À partir d’une analyse qualitative, conduite dans le cadre du TSER, les auteurs ont conclu que les mutations économiques, technologiques et organisationnelle des dix à quinze dernières années, ont touché les structures traditionnelles du marché du travail. La structure dominée par des marchés internes solides n’est plus adaptée pour répondre aux besoins des nouvelles compétences qui ont émergé de ces mutations.

En premier lieu, la formation sur le poste du travail ne parvient plus à produire les compétences nécessaires. Traditionnellement, les compétences ont été acquises à partir du recrutement de jeunes peu qualifiés mais plus scolarisés, ce qui permet de substituer la formation et de réduire les coûts de formation. Selon Frey et Croce cette option n’est plus pertinente car l’éducation et la formation se complètent plus qu’elles ne s’excluent.

En deuxième lieu, le marché du travail est imparfait. C’est-à-dire, que le marché du travail connaît des problèmes de poaching, i.e. des situations où des entreprises qui n’ont pas investi en formation profitent des investissements en formation faits par d’autres

entreprises. Ainsi, certaines entreprises déclarent des rendements de la formation mais n’en partagent pas les coûts. De cette façon, Frey et Croce mettent l’accent sur les conséquences des problèmes de poaching externalities sur le marché du travail.

Les auteurs admettent la possibilité de la réduction des investissements en formation, de la part de l’entreprise et l’émergence de marchés professionnels du travail. Comme l’écrivent les auteurs: «… la crise des marchés internes peut aboutir à un niveau insuffisant d’investissements en formation dans le secteur (financier)» (Frey et Croce, 2001: 9).

D’ailleurs, les auteurs signalent aussi, comme alternative, la formation à partir de l’utilisation des nouvelles technologies. Ces schémas visent le développement des compétences et en même temps la réduction des coûts de formation. À notre avis, ces nouvelles formes de formation visent en particulier à transférer la responsabilité de la formation aux travailleurs. Étant donné que la formation est disponible «on line», l’acquisition de compétences dépend de l’initiative des travailleurs.

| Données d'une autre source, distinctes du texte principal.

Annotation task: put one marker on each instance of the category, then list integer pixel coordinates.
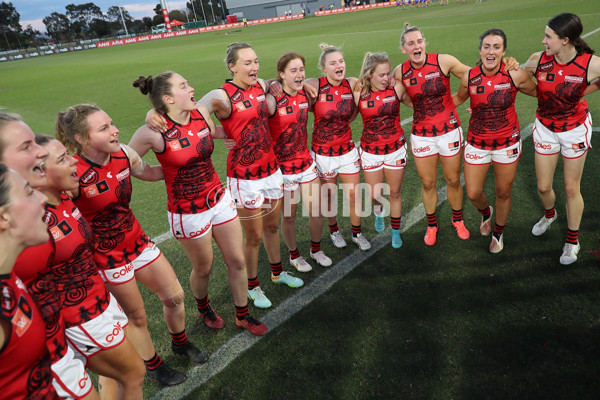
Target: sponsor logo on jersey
(502, 86)
(123, 174)
(475, 81)
(574, 79)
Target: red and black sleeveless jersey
(493, 123)
(429, 89)
(561, 106)
(288, 130)
(24, 359)
(332, 135)
(104, 196)
(253, 157)
(193, 185)
(78, 282)
(382, 131)
(34, 268)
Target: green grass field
(448, 322)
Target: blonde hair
(72, 124)
(327, 49)
(370, 63)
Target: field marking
(241, 342)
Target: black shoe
(190, 351)
(165, 375)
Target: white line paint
(241, 342)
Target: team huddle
(74, 251)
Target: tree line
(87, 21)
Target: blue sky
(33, 11)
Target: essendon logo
(237, 96)
(89, 177)
(283, 102)
(95, 190)
(172, 134)
(475, 81)
(22, 318)
(546, 67)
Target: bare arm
(140, 169)
(463, 91)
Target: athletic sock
(486, 212)
(276, 268)
(572, 236)
(253, 283)
(333, 228)
(294, 254)
(456, 215)
(432, 219)
(498, 230)
(315, 246)
(179, 339)
(153, 363)
(550, 213)
(241, 312)
(395, 222)
(203, 304)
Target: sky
(33, 11)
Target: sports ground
(445, 322)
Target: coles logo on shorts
(117, 329)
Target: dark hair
(5, 119)
(491, 32)
(567, 25)
(409, 29)
(72, 123)
(285, 59)
(156, 88)
(4, 185)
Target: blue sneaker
(396, 239)
(379, 223)
(286, 278)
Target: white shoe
(259, 298)
(300, 264)
(542, 225)
(321, 258)
(497, 245)
(361, 241)
(569, 255)
(338, 239)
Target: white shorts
(71, 380)
(125, 273)
(374, 162)
(192, 226)
(330, 167)
(507, 155)
(251, 194)
(101, 333)
(571, 144)
(446, 145)
(292, 182)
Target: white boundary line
(241, 342)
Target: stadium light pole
(122, 18)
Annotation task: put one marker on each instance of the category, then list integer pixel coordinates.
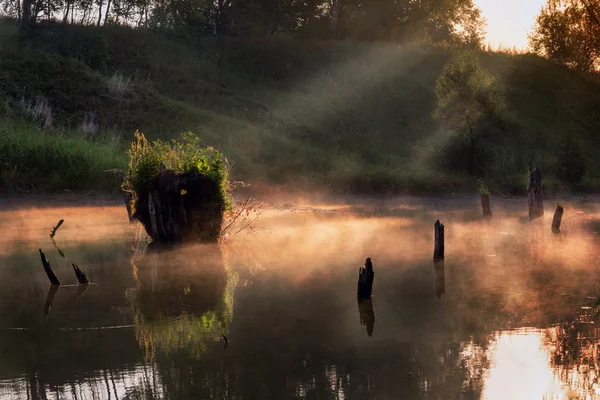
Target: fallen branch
(56, 228)
(48, 268)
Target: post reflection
(440, 279)
(367, 315)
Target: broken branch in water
(48, 268)
(81, 278)
(56, 228)
(59, 250)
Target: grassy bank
(347, 117)
(32, 159)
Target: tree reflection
(182, 300)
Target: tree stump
(438, 250)
(177, 208)
(557, 219)
(48, 268)
(365, 279)
(440, 279)
(534, 191)
(485, 206)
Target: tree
(568, 31)
(470, 103)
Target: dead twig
(56, 228)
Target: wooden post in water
(438, 250)
(440, 279)
(366, 276)
(557, 218)
(485, 205)
(48, 268)
(534, 192)
(81, 278)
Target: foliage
(571, 166)
(447, 21)
(568, 31)
(148, 160)
(33, 160)
(470, 103)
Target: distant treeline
(453, 21)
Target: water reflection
(367, 316)
(182, 299)
(440, 278)
(151, 325)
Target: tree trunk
(534, 191)
(99, 12)
(557, 219)
(485, 205)
(26, 21)
(438, 250)
(107, 11)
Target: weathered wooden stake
(438, 250)
(557, 219)
(365, 279)
(81, 278)
(56, 228)
(48, 268)
(440, 279)
(485, 206)
(534, 192)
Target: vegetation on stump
(178, 190)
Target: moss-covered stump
(179, 191)
(182, 207)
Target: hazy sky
(509, 20)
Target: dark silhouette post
(81, 278)
(438, 250)
(48, 268)
(534, 192)
(365, 279)
(557, 219)
(485, 205)
(367, 316)
(440, 278)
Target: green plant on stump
(177, 188)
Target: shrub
(185, 155)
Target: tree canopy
(568, 31)
(450, 21)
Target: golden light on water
(520, 368)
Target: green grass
(31, 159)
(349, 117)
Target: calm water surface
(511, 314)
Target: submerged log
(534, 192)
(48, 268)
(366, 276)
(438, 249)
(557, 219)
(440, 278)
(185, 207)
(81, 278)
(53, 232)
(485, 206)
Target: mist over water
(511, 313)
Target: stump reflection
(183, 300)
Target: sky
(509, 21)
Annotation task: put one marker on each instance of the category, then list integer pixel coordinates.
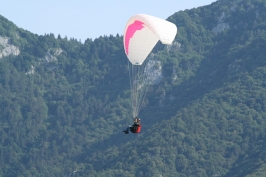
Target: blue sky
(82, 19)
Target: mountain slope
(64, 104)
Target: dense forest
(64, 104)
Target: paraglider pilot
(135, 128)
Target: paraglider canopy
(141, 34)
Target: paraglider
(141, 34)
(135, 128)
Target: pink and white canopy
(141, 34)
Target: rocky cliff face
(7, 49)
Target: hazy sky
(82, 19)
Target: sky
(83, 19)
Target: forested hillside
(64, 104)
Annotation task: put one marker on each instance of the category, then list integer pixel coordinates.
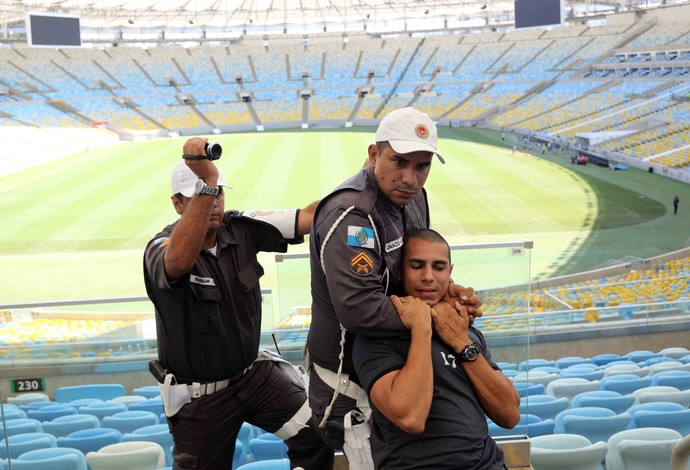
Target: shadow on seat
(544, 406)
(596, 424)
(90, 440)
(65, 425)
(613, 458)
(103, 409)
(614, 401)
(158, 433)
(49, 413)
(100, 391)
(566, 452)
(128, 421)
(529, 425)
(20, 426)
(53, 458)
(273, 464)
(267, 447)
(127, 455)
(21, 443)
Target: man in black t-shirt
(431, 390)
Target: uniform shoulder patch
(358, 236)
(163, 241)
(361, 264)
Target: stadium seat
(267, 447)
(677, 420)
(128, 421)
(679, 379)
(52, 458)
(544, 406)
(240, 455)
(27, 398)
(147, 391)
(101, 391)
(65, 425)
(139, 455)
(159, 433)
(49, 413)
(596, 424)
(570, 387)
(154, 405)
(643, 455)
(103, 409)
(566, 452)
(20, 443)
(625, 383)
(529, 389)
(529, 425)
(90, 440)
(273, 464)
(535, 376)
(20, 426)
(614, 401)
(613, 458)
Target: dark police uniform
(208, 324)
(361, 263)
(456, 434)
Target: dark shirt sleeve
(478, 337)
(375, 357)
(354, 276)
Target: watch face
(202, 188)
(471, 352)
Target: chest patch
(360, 236)
(394, 245)
(361, 264)
(204, 281)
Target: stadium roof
(294, 14)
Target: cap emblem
(421, 131)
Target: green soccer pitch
(76, 228)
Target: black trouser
(320, 396)
(205, 430)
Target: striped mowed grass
(76, 227)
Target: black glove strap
(198, 157)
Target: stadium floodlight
(53, 30)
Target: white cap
(184, 180)
(408, 130)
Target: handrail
(528, 244)
(680, 454)
(101, 300)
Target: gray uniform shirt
(353, 289)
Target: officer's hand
(204, 168)
(467, 298)
(451, 323)
(413, 312)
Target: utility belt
(343, 384)
(178, 391)
(199, 389)
(356, 426)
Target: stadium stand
(623, 89)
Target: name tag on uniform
(394, 245)
(362, 237)
(205, 281)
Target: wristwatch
(469, 353)
(202, 188)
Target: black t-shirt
(456, 434)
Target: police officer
(355, 247)
(202, 275)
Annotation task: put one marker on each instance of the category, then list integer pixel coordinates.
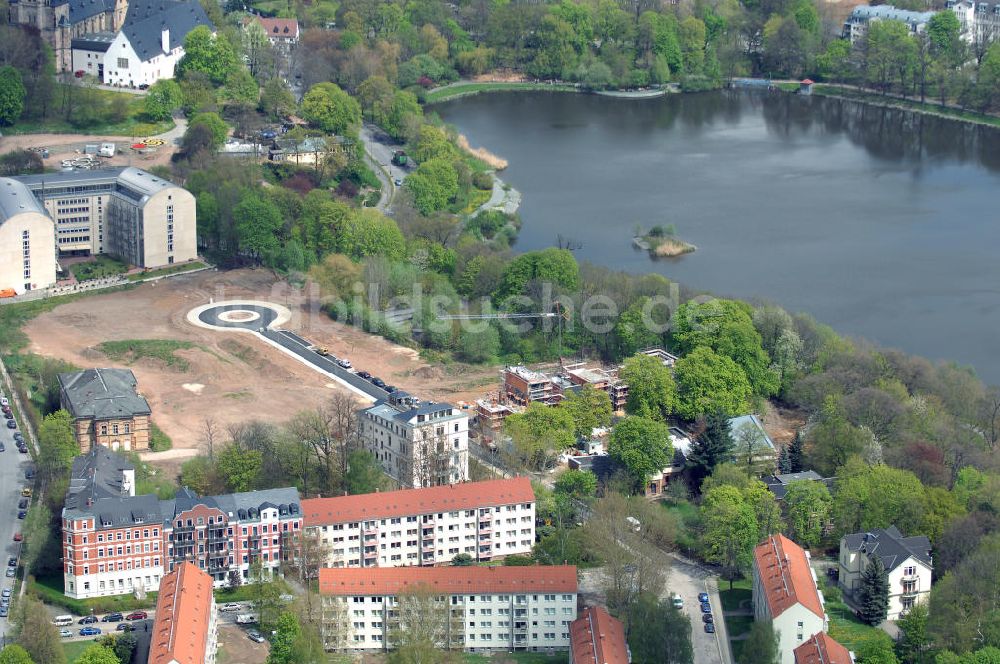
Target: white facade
(123, 66)
(909, 581)
(418, 444)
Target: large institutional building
(485, 520)
(419, 444)
(116, 542)
(127, 213)
(478, 609)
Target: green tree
(162, 99)
(807, 507)
(36, 633)
(642, 446)
(331, 109)
(239, 469)
(12, 95)
(209, 54)
(708, 382)
(97, 654)
(729, 531)
(539, 432)
(914, 639)
(873, 595)
(434, 185)
(283, 641)
(258, 222)
(652, 392)
(711, 447)
(15, 654)
(214, 124)
(761, 645)
(57, 445)
(590, 409)
(364, 473)
(578, 484)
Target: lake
(881, 223)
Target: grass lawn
(732, 599)
(98, 268)
(846, 628)
(464, 89)
(74, 649)
(131, 350)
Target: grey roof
(97, 474)
(95, 41)
(778, 484)
(102, 394)
(146, 19)
(888, 12)
(16, 198)
(891, 546)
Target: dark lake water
(881, 223)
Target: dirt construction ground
(232, 377)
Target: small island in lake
(661, 242)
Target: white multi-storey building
(785, 592)
(471, 608)
(907, 562)
(419, 444)
(431, 526)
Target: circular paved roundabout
(239, 315)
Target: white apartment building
(27, 240)
(856, 25)
(478, 609)
(419, 444)
(486, 520)
(785, 592)
(907, 562)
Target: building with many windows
(419, 444)
(127, 213)
(478, 609)
(115, 542)
(785, 592)
(486, 520)
(27, 240)
(907, 561)
(107, 409)
(185, 628)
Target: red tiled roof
(448, 580)
(183, 613)
(785, 575)
(449, 498)
(279, 27)
(821, 649)
(598, 638)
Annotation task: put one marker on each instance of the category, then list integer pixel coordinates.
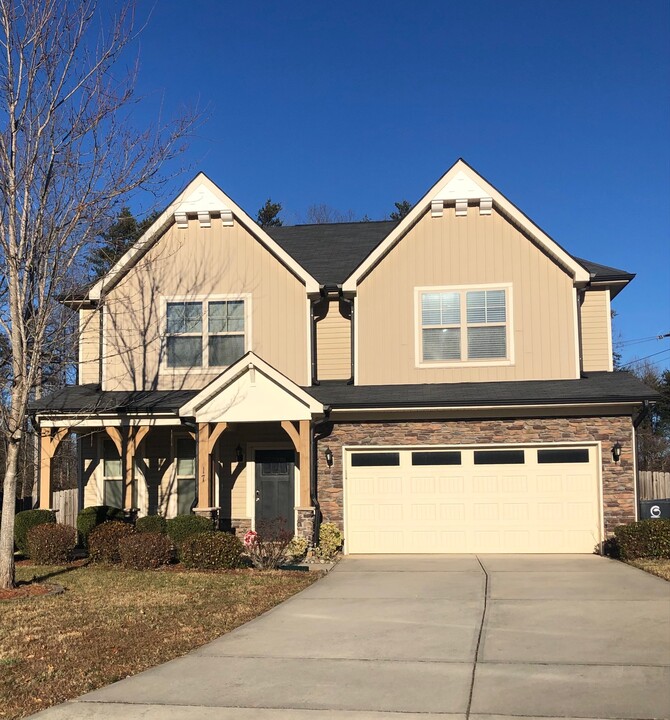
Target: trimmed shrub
(103, 542)
(267, 546)
(298, 547)
(51, 544)
(152, 523)
(145, 550)
(25, 521)
(644, 538)
(212, 550)
(330, 541)
(93, 516)
(184, 526)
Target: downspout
(313, 486)
(350, 303)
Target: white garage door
(510, 499)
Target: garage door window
(375, 459)
(436, 458)
(563, 456)
(499, 457)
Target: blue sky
(563, 106)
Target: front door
(275, 494)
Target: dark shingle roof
(594, 388)
(619, 387)
(331, 252)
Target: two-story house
(440, 384)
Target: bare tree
(69, 159)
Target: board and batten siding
(596, 331)
(199, 262)
(333, 345)
(455, 251)
(89, 347)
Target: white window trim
(484, 362)
(205, 368)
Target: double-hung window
(207, 333)
(463, 325)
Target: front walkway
(416, 637)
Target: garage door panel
(465, 507)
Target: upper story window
(461, 325)
(207, 333)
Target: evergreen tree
(402, 208)
(268, 214)
(116, 240)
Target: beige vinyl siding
(333, 345)
(202, 262)
(596, 330)
(89, 346)
(463, 251)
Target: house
(441, 384)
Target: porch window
(205, 333)
(186, 485)
(461, 325)
(112, 471)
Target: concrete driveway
(417, 637)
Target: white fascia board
(461, 182)
(244, 365)
(201, 196)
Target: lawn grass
(111, 623)
(653, 566)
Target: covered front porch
(239, 451)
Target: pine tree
(116, 240)
(402, 208)
(268, 214)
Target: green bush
(330, 541)
(644, 538)
(212, 550)
(103, 542)
(93, 516)
(184, 526)
(51, 544)
(144, 550)
(26, 520)
(152, 523)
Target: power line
(646, 357)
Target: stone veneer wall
(618, 478)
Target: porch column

D’autre part, les auteurs admettent également l’émergence des marchés professionnels qui sont des marchés qui couvrent un vaste domaine d’emplois dans divers secteurs. Chez Frey et Croce, les compétences générales présupposent qu’un ensemble d’emplois du secteur financier soient plus liés aux marchés professionnels qu’aux marchés internes (Frey et Croce, 2001).

Ainsi retenons que les contributions de Stevens et de Frey et Croce ont mis en avance quatre propositions:

− la distinction de Becker est insuffisante pour aborder le type de compétences qui sont vraiment nécessaires;

− la transférabilité des compétences remet en question les décisions d’investissements en formation de la part des entreprises;

− la problématique des coûts de formation peut relancer le débat sur le financement de la formation, proposé par Becker;

− la responsabilité de l’acquisition de compétences est maintenant remise en question par les nouveaux moyens, connus par «e-learning», avec lesquels l’initiative de la formation repose sur les travailleurs.